Note the STEM funding issue: it has a positive mean ATE (10.8pp) but still 36.2% backlash. This is a striking illustration of how the ATE can badly misrepresent the individual experience. The “average” person was persuaded by 11 points, but more than a third of individuals moved in the opposite direction.
| Correlation | r | N issues |
|---|---|---|
| Mean pre-treatment attitude vs. ATE | -0.248 | 598 |
| Within-issue SD vs. ATE | +0.339 | 598 |
| Backlash rate vs. ATE | -0.208 | 598 |
A crucial comparison for the IOH argument:
| Level of analysis | SD of effects |
|---|---|
| Between issue areas (15 groups) | 0.83 pp |
| Between individual issues (598 issues) | 6.17 pp |
| Within individual issues (individual-level) | ~16-17 pp (median within-issue SD) |
The ratio matters: within-issue individual variation (~16pp) is roughly 2.5x the between-issue variation (6.2pp) and 20x the between-area variation (0.8pp). The specific issue someone discussed matters — but who they are matters far more. This is the gap that IOH configurations are predicted to fill.

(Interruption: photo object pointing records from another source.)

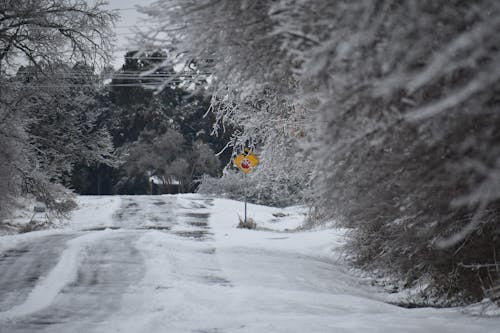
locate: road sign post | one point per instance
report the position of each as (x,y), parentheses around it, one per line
(246,162)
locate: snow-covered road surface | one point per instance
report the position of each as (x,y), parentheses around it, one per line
(178,264)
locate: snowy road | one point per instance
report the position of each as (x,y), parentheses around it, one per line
(177,264)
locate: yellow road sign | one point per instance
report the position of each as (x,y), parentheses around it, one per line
(246,162)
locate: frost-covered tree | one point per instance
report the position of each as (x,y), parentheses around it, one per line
(45,34)
(251,82)
(395,103)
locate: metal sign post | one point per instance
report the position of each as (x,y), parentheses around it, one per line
(245,162)
(245,186)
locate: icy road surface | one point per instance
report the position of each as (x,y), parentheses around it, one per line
(178,264)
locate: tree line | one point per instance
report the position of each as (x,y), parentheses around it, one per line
(382,115)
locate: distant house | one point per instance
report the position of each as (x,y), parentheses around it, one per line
(160,185)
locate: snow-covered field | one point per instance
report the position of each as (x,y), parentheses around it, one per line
(179,264)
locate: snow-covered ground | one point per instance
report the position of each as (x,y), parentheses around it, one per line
(179,264)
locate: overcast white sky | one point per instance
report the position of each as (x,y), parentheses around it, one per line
(129,18)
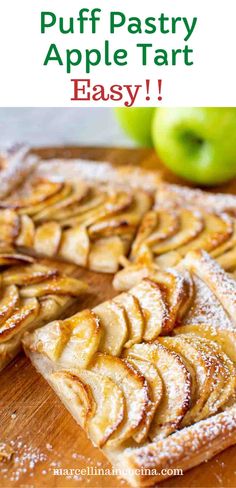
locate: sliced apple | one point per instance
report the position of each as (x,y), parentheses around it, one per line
(218,228)
(79,193)
(225,337)
(154,381)
(20,320)
(8,303)
(9,225)
(75,245)
(134,316)
(132,274)
(105,254)
(58,285)
(69,216)
(63,190)
(191,225)
(27,231)
(47,239)
(204,368)
(177,387)
(94,399)
(221,284)
(228,259)
(178,291)
(35,193)
(135,391)
(114,322)
(153,307)
(27,275)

This issue-level analysis reveals several patterns that bear on the IOH framework:
Issue-level ATEs vary enormously (-11.7 to +37.6pp), but this variation is dwarfed by individual-level variation within issues. The issue matters; the person matters more.
8.4% of issues show negative average treatment effects — the AI conversation backfired. These tend to be value-laden topics (the Monarchy, immigration, faith-based adoption, NHS privatization) where informational persuasion plausibly misses the load-bearing component of most people’s attitudes.
The most persuadable issues tend to involve how-type disagreements (policy means, implementation details) or is-type uncertainty (empirical questions people hadn’t thought deeply about). These are precisely the types of attitudes that informational AI conversations should be well-suited to shift.
High-ATE issues are also high-variance issues (r = +0.34), meaning that the “most persuadable” issues aren’t uniformly easy — they produce both the largest positive shifts and substantial backlash. This is consistent with different people holding the same position for different IOH reasons.
Backlash rates of 15-38% persist across virtually all issues, reinforcing that persuasion interventions systematically produce opposing effects in different subpopulations — the core heterogeneity finding.